Inclining her head, Ixchel stared down, and seemed to smile. Brother. You are arrogant, as ever. I had expected you sooner.

A shrug. I needed time, to put things in place — and see what you have put in place, likewise.

“Things.” Like this . . . pretender you ally with, perhaps?

Pinkerton’s face darkened. “I’ll thank ye tae address me directly, ye high-nosed heathen hoor!” he called up, making fists yet harder, so’s his knuckles spat sparks.

Be silent, was all Ixchel told him, without even deigning to look his way. You are amongst your betters now, mud-toy. It does not behoove you to try and speak to me directly, any more so than it would a beetle to hold congress with jaguars.

“Hah!
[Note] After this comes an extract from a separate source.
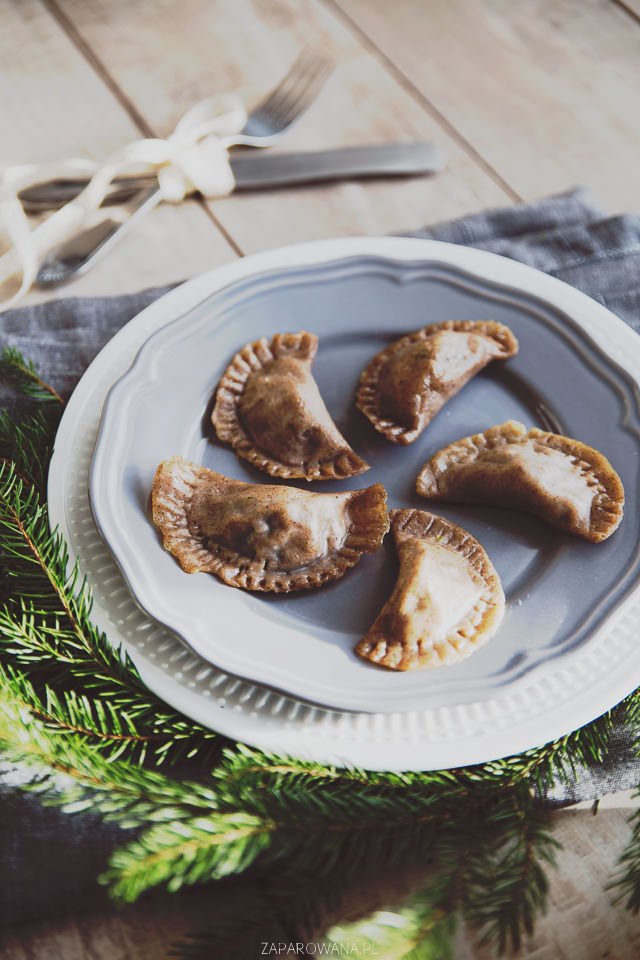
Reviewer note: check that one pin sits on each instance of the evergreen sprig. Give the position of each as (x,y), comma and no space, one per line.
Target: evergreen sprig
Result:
(74,711)
(23,374)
The day such as ‘Reverend’ Asher Rook stands my equal, let alone my better, will be a cold one in Hell indeed.”

But Hell is cold, Pinkerton-thing. As you would know, had you ever truly been there. She turned her eyes to him at last, so dark they almost seemed to cast their own negative light. Still, if — not trusting my testimony — you wish to confirm it for yourself, I believe I might be persuaded to assist you.

“I’d heard you rumoured beautiful, not so long ago,” Pinkerton replied, grinning. “Right now, though, Lady, I must admit — I’m disinclined tae believe it.”

I am not . . . at my best, no. But that will change.